Sensoren zijn in opmars: chips die luchtdrukken, stroomsnelheden, en nog veel meer meten. Hoe bescherm je deze supergevoelige flinters silicium tegen de woeste buitenwereld die ze tegelijkertijd moeten meten?Het liefst zou je ze volledig inpakken, zo kwetsbaar zijn ze: computerchips.
Maar als je chip ook een meetinstrument is, is een rechtstreekse verbinding tussen chip en buitenwereld soms onvermijdelijk. Sensoren worden steeds meer toegepast. Ze meten luchtdrukken, stroomsnelheden, chemische concentraties en andere grootheden, soms onder barre omstandigheden.
Promovenda in de elektrotechniek Carmen Cotofana bedacht een nieuwe methode om sensoren, metende chips, in te pakken. Giet je chip in plastic, maar laat een venstertje open, daar komt Cotofana’s methode op neer. ,,Mensen vragen vaak: waarom is niemand hier eerder op gekomen?”, vertelt de elektrotechnica, die afgelopen maandag promoveerde op haar proefschrift ‘Low-cost sensor packaging.’

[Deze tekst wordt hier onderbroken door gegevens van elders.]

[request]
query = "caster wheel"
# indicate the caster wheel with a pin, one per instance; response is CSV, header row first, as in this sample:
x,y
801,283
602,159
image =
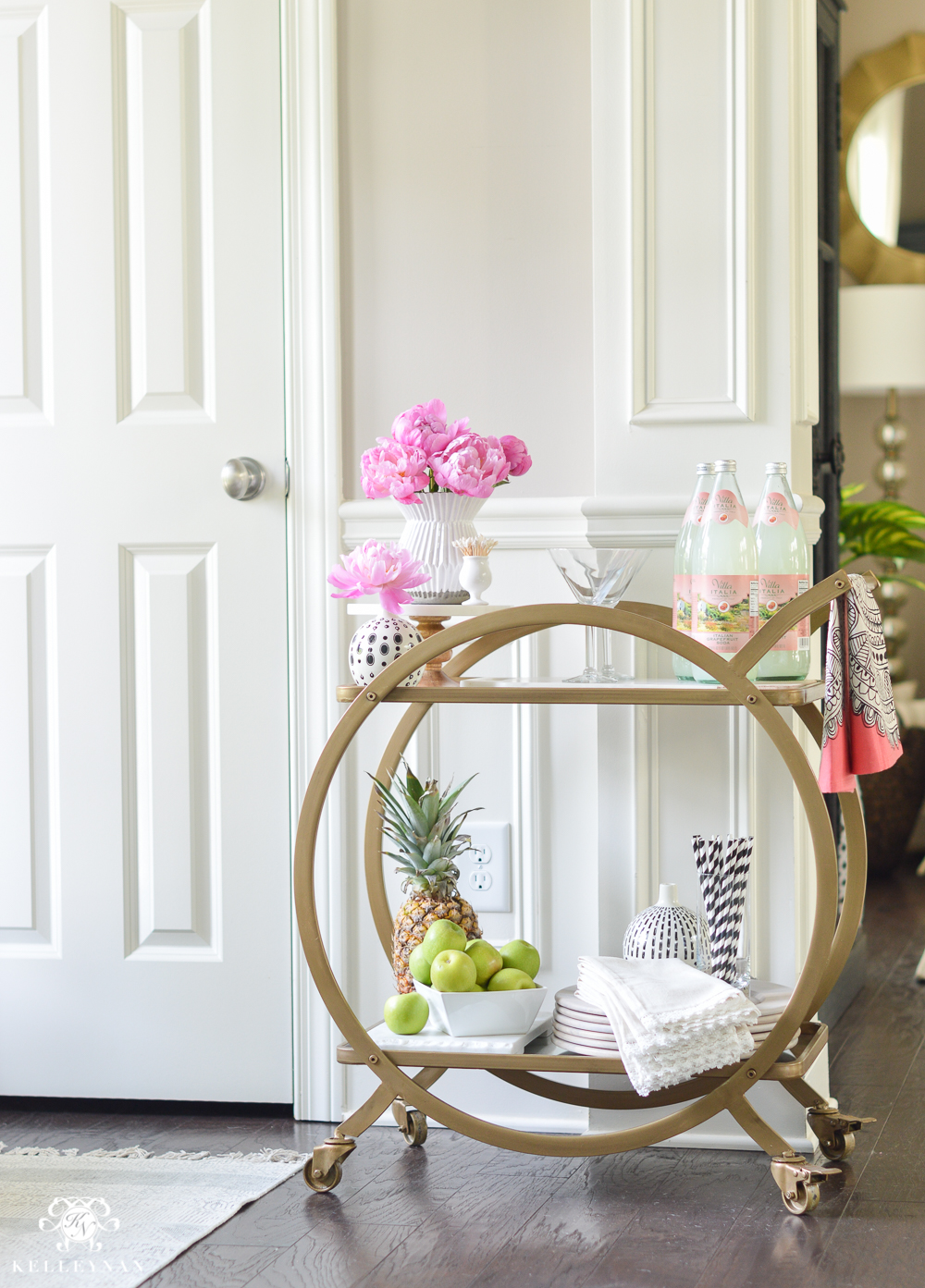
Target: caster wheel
x,y
806,1199
840,1147
416,1130
321,1184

,,Voor gewone chips bestaan er standaard-verpakkingsmethoden”, gaat Cotofana verder. ,,Het goedkoopste is het om ze in plastic te gieten.” Het ontwerpen van een mal voor zo’n verpakkingsprocédé is eenvoudig.
Zo’n standaardverpakking is er echter niet voor de meeste sensoren. Die vereisen vaak een custom-made verpakking, afhankelijk van de functie en de omgeving waarin ze moeten werken. Om te meten moet er namelijk vaak rechtstreeks contact zijn tussen chip en de buitenwereld die gemeten moet worden.
Het ontbreken van een standaardverpakkingsmethode van sensoren drijft de prijs op, vertelt Cotofana. Dat gaat zo ver dat voor veel sensoren niet de chip maar de verpakking zelf de voornaamste hindernis is op de weg naar goedkope massaproductie.
Mal
OWPP, Open Window Plastic Packaging, zo heet het verpakkingsprocédé dat Cotofana samen met haar promotor bedacht. De kneep zit hem in de nippel, een extra blokje binnenin de mal, dat het chipoppervlak raakt. Wanneer de chip in de mal met plastic omgeven wordt, spaart de nippel zo een venster tussen de chip en de buitenwereld uit.
,,Het is een heel charmant idee”, vindt Cotofana zelf, ,,maar simpel uit te voeren is het zeker niet. Je moet uitkijken dat je met de nippel niet het chipoppervlak beschadigt.” Het metaal waar de mal van gemaakt is, is bijvoorbeeld veel te hard om een goede nippel te vormen.
Cotofana koos daarom voor een nippel gemaakt van siliconen, een rubberachtig materiaal bekend van afdichtstrips en kunstborsten, die immers ook zacht moeten zijn. De siliconen nippel wordt in de mal geplakt, waarin vervolgens tientallen sensoren na elkaar verpakt kunnen worden.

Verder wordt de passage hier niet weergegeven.